Inevitably, safety on the road is greatly enhanced by being observant and self-aware. Pedestrians’ vulnerabilities have been acknowledged in the new Highway Code, but it is still important that, when you are walking along a busy road, you are acutely aware of your environment – remember that looking at your phone as you walk and cutting out warning sounds by using headphones may lead to erratic, and dangerous, behaviour.

Moving up the hierarchy, cyclists need not feel discriminated against. Whilst their behaviour towards pedestrians is moderated, they are offered new protections from motorists. Horses and horse-drawn carriages are given the same rights and protections as cyclists.

When cyclists are going straight ahead at a junction, they have priority over traffic waiting to turn in or out of a side road. They are also given priority on roundabouts, where they may stay in the left-hand lane. Motorcyclists and other drivers are also advised they must not cut across cyclists when turning in or out of a junction, or changing direction or lane.

Safeguarding the vulnerable is laudable, but while the amended priorities laid out in the Highway Code provide a protective, and stratified, approach to other road-users, our actual conduct on the roads, whatever the rules we follow as we travel along them, is very much a matter of manners and behaviour.

The Well-Mannered Driver

Follow these simple rules to make our roads a more civilised and safer place for all road-users.
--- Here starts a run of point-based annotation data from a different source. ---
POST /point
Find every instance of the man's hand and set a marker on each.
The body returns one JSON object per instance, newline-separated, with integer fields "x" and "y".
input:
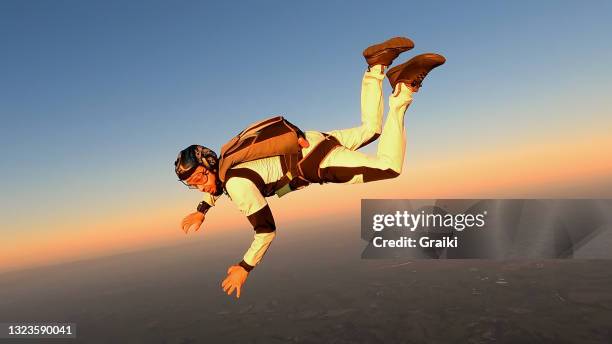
{"x": 236, "y": 276}
{"x": 193, "y": 219}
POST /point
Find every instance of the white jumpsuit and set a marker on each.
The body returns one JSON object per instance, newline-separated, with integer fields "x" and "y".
{"x": 343, "y": 164}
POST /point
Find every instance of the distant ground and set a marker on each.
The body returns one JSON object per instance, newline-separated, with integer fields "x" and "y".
{"x": 314, "y": 288}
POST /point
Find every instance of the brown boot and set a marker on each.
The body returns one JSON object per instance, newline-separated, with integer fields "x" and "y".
{"x": 384, "y": 53}
{"x": 415, "y": 70}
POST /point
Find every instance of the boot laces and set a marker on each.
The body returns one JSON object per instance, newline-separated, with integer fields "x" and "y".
{"x": 418, "y": 80}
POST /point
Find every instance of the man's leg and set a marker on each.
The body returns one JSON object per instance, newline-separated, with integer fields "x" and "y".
{"x": 344, "y": 165}
{"x": 371, "y": 112}
{"x": 378, "y": 57}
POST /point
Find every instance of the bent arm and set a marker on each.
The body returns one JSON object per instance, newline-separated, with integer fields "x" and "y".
{"x": 250, "y": 202}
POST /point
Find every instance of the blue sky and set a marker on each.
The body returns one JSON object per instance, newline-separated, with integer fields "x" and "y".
{"x": 97, "y": 97}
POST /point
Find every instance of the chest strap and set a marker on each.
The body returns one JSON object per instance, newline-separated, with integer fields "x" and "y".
{"x": 307, "y": 169}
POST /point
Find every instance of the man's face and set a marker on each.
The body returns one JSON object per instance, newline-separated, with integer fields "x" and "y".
{"x": 205, "y": 180}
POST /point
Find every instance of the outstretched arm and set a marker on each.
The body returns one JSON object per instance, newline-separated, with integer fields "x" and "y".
{"x": 196, "y": 218}
{"x": 249, "y": 200}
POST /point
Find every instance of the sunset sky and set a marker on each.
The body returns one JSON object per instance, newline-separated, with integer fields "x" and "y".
{"x": 98, "y": 97}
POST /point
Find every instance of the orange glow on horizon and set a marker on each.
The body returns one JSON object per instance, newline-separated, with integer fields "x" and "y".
{"x": 542, "y": 170}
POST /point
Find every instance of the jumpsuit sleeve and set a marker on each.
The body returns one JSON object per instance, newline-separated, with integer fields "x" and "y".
{"x": 207, "y": 203}
{"x": 252, "y": 203}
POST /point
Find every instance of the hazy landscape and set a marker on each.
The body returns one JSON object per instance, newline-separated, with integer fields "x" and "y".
{"x": 313, "y": 287}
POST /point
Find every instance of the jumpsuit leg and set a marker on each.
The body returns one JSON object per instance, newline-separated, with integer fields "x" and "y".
{"x": 372, "y": 106}
{"x": 343, "y": 165}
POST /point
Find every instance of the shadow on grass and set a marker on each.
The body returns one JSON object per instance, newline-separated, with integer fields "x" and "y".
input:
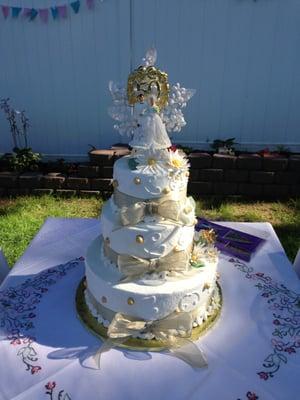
{"x": 289, "y": 236}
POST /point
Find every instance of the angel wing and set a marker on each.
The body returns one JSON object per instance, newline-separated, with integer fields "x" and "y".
{"x": 172, "y": 115}
{"x": 120, "y": 111}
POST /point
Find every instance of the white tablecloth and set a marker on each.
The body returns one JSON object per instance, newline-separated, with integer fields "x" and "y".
{"x": 253, "y": 350}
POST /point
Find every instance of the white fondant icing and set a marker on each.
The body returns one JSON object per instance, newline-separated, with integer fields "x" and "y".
{"x": 189, "y": 302}
{"x": 150, "y": 302}
{"x": 151, "y": 185}
{"x": 160, "y": 236}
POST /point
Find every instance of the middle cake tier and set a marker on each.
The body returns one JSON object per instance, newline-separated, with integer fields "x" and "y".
{"x": 152, "y": 237}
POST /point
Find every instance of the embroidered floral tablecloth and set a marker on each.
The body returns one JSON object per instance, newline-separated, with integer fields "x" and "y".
{"x": 253, "y": 350}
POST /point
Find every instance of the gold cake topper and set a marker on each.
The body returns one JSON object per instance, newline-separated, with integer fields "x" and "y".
{"x": 148, "y": 80}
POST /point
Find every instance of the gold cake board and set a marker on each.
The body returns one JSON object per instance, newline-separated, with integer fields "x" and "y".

Remember, good driving manners signal a reassuring awareness of other motorists, and an ability to disregard the vagaries of other drivers and rise above them.

• Let other cars into the queue in front of you with a friendly wave or flash of the headlights – a graceful gesture that will only cost you seconds.

• Acknowledge other motorists’ gestures – it will make crowded, frustrating roads seem infinitely more civilised.

• Indicate before you overtake or turn off. No one should have to second-guess your intentions, and sudden changes of direction endanger other road-users

• Breaking the speed limit is dangerous, but hesitant kerb-crawling can be very annoying for drivers caught behind you. Be decisive; if you are lost, pull over and consult a map or make polite enquiries of a passing pedestrian.

• Have the good sense to realise that children can be very unpredictable, and maintain extra vigilance around schools and residential areas.

• Always give cyclists and horse-riders plenty of leeway, slowing down when you approach them, and indicating when it’s safe to overtake.

• Acknowledge pedestrian crossings by slowing down as you approach them and checking for waiting pedestrians, or people who are approaching the crossing. Offer them the simple courtesy of waiting until they have finished crossing the road before you move away; never rev your engine as people are crossing the road.

Road Rage

Once in a car, normal manners may fly out of the window. Encased in metal, you can feel invincible, confident that other drivers will not detect your anger through the glass windows and engine noise. But a car is a potentially lethal weapon, and a good driver will always remember this before using it as a way of expressing irritation, frustration or red-blooded rage. It goes without saying, therefore, that aggressive driving should be avoided at all costs:

• Tailgating, with or without flashing headlights, and pointless horn-blowing are not the signs of alpha superiority, merely a dangerous inability to control emotions while in charge of a very powerful, and dangerous, machine.

• Do not take it upon yourself to police other drivers. We all witness bad driving every day, but the safe option is to adopt an attitude of zen-like calm and acceptance. If you feel agitated, pull over, calm down and, when you feel relaxed, continue your journey.

• Slow down and hold back if a road user pulls out into your path at a junction. Allow them to get clear. Do not over-react by driving too close behind to intimidate them.

• Avoid arguing with your passengers – it is dangerously distracting.

• Make allowances for older drivers: they may have slower reactions.